The choppers will have a secondary exit chute that will serve to direct the rearmost of the threshing rotor discharge material onto two (one each side) swaths that will tend to cover the area of the full combine swath that is significantly behind the actual width of the harvester and tires. The rearmost rows (say, for example, 3 or 4) of knives on the chopper will have shorter knives and, thus, a smaller swung radius than the knives throwing material out the main chopper chute on the side of the chassis. See FIG. 18, for example, which shows the shorter row of blades. This solves space issues within the chassis, but also has the advantage of ejecting material out rear chutes, 85 and 87 (see FIG. 10) at a slower speed than the main chutes, which is useful given that the material is effectively only falling downward and minimally outward. This lower velocity and less associated air movement will allow calmer conditions at the rear of the front module.

While the assemblies, system, and method have been described with reference to various embodiments, those skilled in the art will understand that various changes may be made and equivalents may be substituted for elements thereof without departing from the scope and essence of the disclosure. In addition, many modifications may be made to adapt a particular situation or material in accordance with the teachings of the disclosure without departing from the essential scope thereof. Therefore, it is intended that the disclosure not be limited to the particular embodiments disclosed, but that the disclosure will include all embodiments falling within the scope of the appended claims. In this application all units are in the metric system and all amounts and percentages are by weight, unless otherwise expressly indicated. Also, all citations referred herein are expressly incorporated herein by reference.

Claims

1. Straw chopper assemblies for a harvesting combine having a rotor and cage threshing assembly, which comprises: (a) straw chopper assemblies located on each side of the rotor discharge for accepting material exiting the rotor, each straw chopper assembly comprising: (i) a curvilinear cage having an interior opening to accept the rotor discharged material, and an opening to distribute chopper straw outside of the harvesting combine;(ii) a rotating knife assembly housed within the curvilinear cage;(iii) a stationary knife assembly is movable for the rotating knives to pass between adjacent pairs of stationary knives;(b) outlets in material communication with the curvilinear cage opening for discharging chopped straw onto the ground adjacent to the harvesting combine; and(c) hoods located over each of the outlets for directing the discharged chopped straw onto the ground.

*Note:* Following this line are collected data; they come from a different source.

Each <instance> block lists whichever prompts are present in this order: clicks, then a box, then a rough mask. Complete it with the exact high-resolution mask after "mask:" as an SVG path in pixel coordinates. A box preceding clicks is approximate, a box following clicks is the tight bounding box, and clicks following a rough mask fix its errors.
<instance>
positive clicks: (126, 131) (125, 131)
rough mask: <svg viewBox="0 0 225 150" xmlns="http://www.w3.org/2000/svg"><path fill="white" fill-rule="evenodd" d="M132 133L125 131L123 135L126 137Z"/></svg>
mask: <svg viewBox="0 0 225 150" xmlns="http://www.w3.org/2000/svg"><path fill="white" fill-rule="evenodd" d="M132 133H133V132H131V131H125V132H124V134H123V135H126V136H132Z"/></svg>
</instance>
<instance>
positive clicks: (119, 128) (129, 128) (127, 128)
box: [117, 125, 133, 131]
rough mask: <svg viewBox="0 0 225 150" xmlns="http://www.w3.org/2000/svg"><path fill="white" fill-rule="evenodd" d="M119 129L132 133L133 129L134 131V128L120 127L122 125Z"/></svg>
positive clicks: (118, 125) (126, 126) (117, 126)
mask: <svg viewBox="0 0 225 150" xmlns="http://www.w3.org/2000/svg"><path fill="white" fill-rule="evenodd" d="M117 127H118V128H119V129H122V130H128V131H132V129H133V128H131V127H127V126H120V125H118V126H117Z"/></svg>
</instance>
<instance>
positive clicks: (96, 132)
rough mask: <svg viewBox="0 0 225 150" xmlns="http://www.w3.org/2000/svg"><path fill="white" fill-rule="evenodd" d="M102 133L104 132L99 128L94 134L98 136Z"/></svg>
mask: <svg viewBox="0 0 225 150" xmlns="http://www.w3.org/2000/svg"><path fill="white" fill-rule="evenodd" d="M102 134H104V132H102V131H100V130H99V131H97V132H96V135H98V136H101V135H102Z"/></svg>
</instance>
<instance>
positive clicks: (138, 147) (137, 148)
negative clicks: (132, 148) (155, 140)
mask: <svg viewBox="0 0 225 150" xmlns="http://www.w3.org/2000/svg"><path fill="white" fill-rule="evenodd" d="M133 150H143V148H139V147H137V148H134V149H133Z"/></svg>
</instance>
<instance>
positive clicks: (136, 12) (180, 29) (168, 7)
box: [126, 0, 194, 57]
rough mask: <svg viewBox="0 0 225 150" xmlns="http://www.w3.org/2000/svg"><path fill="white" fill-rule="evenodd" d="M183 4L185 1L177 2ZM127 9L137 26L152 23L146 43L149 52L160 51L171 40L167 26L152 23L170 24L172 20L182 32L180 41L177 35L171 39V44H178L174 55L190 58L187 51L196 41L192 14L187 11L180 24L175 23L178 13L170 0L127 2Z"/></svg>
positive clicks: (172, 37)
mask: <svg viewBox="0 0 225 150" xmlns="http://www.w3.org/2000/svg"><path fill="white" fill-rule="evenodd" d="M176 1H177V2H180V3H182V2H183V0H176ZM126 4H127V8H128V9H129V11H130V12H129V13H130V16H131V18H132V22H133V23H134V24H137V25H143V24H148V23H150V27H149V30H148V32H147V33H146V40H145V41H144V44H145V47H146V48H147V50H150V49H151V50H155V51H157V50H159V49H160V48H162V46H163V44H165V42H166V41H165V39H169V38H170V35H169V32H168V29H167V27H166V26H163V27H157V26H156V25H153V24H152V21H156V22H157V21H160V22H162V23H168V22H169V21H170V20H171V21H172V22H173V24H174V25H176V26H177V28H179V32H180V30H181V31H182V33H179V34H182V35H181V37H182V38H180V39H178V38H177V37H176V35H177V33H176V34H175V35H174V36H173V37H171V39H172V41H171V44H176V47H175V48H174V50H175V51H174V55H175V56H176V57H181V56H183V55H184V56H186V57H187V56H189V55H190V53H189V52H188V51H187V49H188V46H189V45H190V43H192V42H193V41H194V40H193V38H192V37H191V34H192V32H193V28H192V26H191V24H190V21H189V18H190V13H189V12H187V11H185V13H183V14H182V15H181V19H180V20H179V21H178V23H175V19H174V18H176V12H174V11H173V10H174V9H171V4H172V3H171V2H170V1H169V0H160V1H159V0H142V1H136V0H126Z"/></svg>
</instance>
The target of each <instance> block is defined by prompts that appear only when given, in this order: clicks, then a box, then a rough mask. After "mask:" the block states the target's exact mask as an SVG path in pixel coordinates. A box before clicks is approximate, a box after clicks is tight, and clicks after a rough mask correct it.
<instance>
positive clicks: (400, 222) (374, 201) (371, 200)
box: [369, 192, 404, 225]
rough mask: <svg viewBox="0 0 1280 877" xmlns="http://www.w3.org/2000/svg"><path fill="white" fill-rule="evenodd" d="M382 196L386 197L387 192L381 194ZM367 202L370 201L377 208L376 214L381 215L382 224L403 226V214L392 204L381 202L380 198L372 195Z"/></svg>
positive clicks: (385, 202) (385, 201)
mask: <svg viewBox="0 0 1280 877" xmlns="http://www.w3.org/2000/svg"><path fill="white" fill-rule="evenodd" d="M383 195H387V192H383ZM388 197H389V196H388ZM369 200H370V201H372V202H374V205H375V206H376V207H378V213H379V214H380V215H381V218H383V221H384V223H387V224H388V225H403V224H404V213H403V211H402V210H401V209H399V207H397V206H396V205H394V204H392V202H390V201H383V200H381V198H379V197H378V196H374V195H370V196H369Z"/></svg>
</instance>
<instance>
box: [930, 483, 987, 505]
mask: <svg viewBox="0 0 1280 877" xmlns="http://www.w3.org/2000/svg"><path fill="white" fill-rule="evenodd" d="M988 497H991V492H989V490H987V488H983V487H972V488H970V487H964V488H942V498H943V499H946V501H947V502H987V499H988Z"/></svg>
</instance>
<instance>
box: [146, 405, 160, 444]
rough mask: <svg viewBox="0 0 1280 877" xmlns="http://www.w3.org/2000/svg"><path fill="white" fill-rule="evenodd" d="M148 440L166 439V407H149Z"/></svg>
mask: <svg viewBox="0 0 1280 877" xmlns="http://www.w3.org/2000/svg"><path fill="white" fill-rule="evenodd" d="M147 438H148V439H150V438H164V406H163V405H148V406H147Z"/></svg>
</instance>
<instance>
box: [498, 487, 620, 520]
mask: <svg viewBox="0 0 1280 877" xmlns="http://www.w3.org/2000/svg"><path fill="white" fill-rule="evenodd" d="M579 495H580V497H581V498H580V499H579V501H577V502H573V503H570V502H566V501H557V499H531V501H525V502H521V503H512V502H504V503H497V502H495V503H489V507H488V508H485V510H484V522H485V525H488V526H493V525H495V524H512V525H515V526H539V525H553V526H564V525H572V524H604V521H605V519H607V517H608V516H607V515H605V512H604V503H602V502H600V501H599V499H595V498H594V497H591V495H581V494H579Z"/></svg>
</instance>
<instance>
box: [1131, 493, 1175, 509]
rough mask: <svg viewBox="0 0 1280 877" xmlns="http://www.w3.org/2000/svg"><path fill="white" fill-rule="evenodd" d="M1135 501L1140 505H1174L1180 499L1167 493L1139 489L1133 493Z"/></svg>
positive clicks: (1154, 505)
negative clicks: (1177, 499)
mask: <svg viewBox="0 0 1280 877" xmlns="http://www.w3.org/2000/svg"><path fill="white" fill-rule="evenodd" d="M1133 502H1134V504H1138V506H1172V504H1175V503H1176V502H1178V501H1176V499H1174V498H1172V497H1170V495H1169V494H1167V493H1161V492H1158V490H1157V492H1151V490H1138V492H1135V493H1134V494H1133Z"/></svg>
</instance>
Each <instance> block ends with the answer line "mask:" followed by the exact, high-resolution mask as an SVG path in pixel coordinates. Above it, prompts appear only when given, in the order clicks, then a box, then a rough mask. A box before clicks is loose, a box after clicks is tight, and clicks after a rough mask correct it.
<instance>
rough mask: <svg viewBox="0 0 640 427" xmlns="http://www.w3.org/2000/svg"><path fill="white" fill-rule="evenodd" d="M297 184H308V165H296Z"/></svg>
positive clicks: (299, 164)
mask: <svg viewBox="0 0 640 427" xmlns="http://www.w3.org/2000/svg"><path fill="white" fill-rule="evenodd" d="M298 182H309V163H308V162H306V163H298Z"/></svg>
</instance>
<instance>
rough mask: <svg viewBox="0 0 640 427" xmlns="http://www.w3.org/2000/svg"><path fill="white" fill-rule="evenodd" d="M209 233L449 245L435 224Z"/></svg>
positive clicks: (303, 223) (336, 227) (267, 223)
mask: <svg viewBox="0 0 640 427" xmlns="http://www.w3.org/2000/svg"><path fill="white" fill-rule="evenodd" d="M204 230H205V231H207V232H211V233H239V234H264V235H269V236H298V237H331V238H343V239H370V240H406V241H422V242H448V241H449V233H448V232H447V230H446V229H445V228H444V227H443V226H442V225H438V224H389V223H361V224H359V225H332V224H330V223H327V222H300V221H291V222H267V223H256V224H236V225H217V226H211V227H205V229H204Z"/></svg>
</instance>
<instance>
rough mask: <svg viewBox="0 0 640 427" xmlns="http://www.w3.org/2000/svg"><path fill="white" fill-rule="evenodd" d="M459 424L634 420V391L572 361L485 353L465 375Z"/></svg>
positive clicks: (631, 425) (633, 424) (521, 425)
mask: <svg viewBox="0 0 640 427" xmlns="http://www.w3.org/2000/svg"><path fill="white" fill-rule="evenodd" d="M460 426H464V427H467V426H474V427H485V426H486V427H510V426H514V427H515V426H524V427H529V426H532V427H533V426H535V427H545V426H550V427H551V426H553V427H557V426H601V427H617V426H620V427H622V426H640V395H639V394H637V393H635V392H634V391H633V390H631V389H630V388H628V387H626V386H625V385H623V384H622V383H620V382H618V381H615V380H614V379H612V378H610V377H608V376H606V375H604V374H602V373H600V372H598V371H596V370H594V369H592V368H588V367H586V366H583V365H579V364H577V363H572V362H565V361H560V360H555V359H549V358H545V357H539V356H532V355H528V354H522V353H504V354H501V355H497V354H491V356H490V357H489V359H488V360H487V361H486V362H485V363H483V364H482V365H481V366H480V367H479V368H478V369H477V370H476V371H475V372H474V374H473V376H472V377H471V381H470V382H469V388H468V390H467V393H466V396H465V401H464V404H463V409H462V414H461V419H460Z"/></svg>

2. The straw chopper assemblies of claim 1, wherein a linear actuator is attached to the stationary knives for movement of the stationary knives.

3. The straw chopper assemblies of claim 1, wherein the rear blades on the rotating knife assembly are shorter than the forward blades to permit chopped material to exit from the rear of the harvesting combine.

4. The straw chopper assemblies of claim 3, wherein chutes direct the chopped material from the shorter blades to outside the rear of the harvesting combine.

5. The straw chopper assemblies of claim 1, wherein each rotating blade is formed from a pair of closely spaced-apart blades between which the stationary blades fit.

6. The straw chopper assemblies of claim 1, wherein the stationary knives are in a quarter round shape and are held by a common rotatable shaft for adjusting the position of the stationary knives by rotation of the rotatable shaft.